So, as we learnt the day after the budget, the cost of living leapt by 7.3 per cent over the past year, right? Wrong. Last week we were told it’s gone up no more than 6.7 per cent for employees, and 6.4 for pensioners and others on benefits.
The 7.3 per cent came from the Australian Bureau of Statistics, and was the rise in the consumer price index over the year to the end of September. The other figures also came from the bureau, and were for the rise in the “living cost index” over the same period for certain types of households.
Why weren’t you told about the second lot? Because the media wanted to avoid confusing you – and because they were better news rather than worse.
The cost of living leapt by 7.3 per cent over the past year, according to the Australian Bureau of Statistics.Credit:Getty Image
Huh? What’s going on? We’re used to using the consumer price index (CPI) as a measure of the cost of living. But the bureau knows it’s not. So, a week later, it always issues its living-cost indexes for key household types – which the media always ignore.
Usually, the differences from the CPI aren’t big enough to worry about. But now they are. Why? Because mortgage interest rates are increasing rapidly. And mortgage interest charges are the main difference between the two measures.
Before late-1998, the CPI measured the housing costs of owner-occupiers according to the interest they paid on their mortgages. But this was changed at the behest of the Reserve Bank, which didn’t want its measure of inflation to go up every time it raised interest rates to get inflation down.
So, since then, the bureau has measured owner-occupiers’ housing costs by taking the price of building a new house or unit. This doesn’t make much sense, since not many people buy a newly built home each quarter. Many of us have never bought a newly built home.

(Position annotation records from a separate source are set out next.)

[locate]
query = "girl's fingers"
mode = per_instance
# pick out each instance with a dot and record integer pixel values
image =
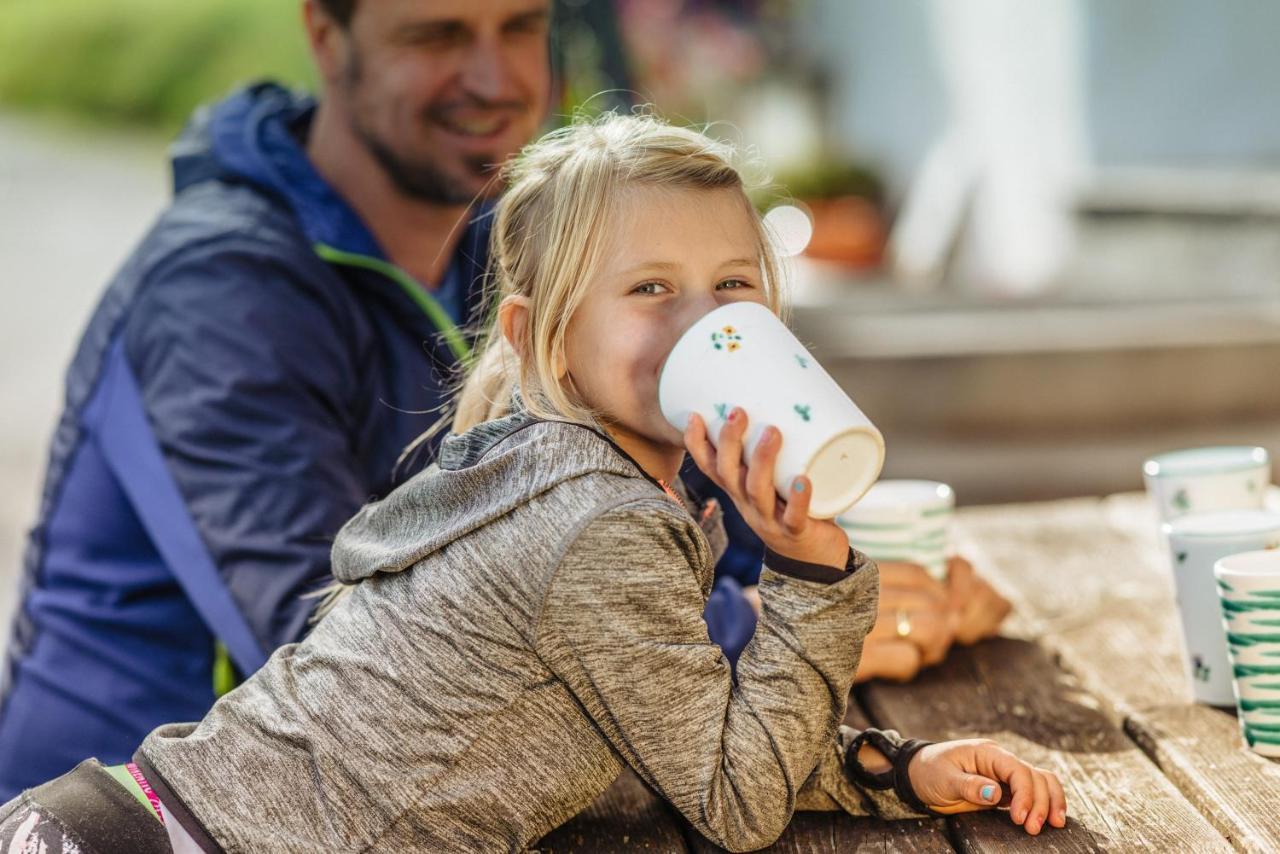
(699, 446)
(1022, 788)
(1056, 800)
(982, 791)
(796, 514)
(759, 475)
(728, 456)
(1040, 804)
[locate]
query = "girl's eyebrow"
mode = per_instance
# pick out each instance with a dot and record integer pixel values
(671, 265)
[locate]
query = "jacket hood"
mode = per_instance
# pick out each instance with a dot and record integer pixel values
(256, 136)
(480, 475)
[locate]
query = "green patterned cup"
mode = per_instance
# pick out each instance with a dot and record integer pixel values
(1249, 590)
(1196, 480)
(904, 520)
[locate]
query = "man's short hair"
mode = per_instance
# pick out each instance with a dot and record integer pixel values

This is why the bureau also calculates separate cost of living indexes, using the same prices as the CPI, but restoring mortgage interest charges, as well as giving the prices different weights to take account of the differing spending patterns of particular household types, such as age pensioners.
Building supplies were costing more, and taking longer to turn up, as a result of the pandemic.Credit:Paul Rovere
New dwelling prices rose by almost 21 per cent over the year to September, meaning they accounted for a quarter of the 7.3 per cent rise in the CPI. By contrast, the mortgage interest charges paid by employee households rose by more than 23 per cent, but contributed only 12 per cent (0.8 percentage points) of the 6.7 per cent rise in their total costs.
Get it? Since mortgage interest charges are a more accurate guide to the costs of owner-occupiers than new-home prices are, the CPI is significantly overstating the rise in the living costs of everyone, from employees to people on social security (and the self-proclaimed “self-funded” retirees, for that matter).
This is a sliver of good news about the extent of cost-of-living pressure on households. It’s better news for people on indexed pensions and benefits: they’ll get what amounts to a small real increase.
But it raises an obvious question: why on earth has the cost of newly built homes shot up by 21 per cent over the past year? After all, this has added hugely to the Reserve Bank’s need to fight inflation by raising interest rates, to the tune of 2.75 percentage points so far.
It’s true the pandemic has caused shortages of imported building materials, but the real blame is down to the economic mangers’ appalling own goal in using grants, tax breaks and cuts in interest rates to rev up the home building industry far beyond its capacity to expand.
It got a huge pipeline of unfilled orders and whacked up its prices, adding no less than a quarter to our soaring inflation rate. Well done, guys.
This raises a less obvious question: federal and state governments were spending unprecedented billions to hold the economy together during the pandemic and its lockdowns. With the official interest rate already down to 0.75 per cent without doing much good, was it really necessary to cut the rate to 0.1 per cent and engage in all that unconventional money creation?
It makes a good case for the new view that, while monetary policy works well when you want to slow demand, it doesn’t work well when you wish to speed it up. Especially when rates are already so low and households already so heavily indebted.
This is something those reviewing the Reserve Bank should be considering.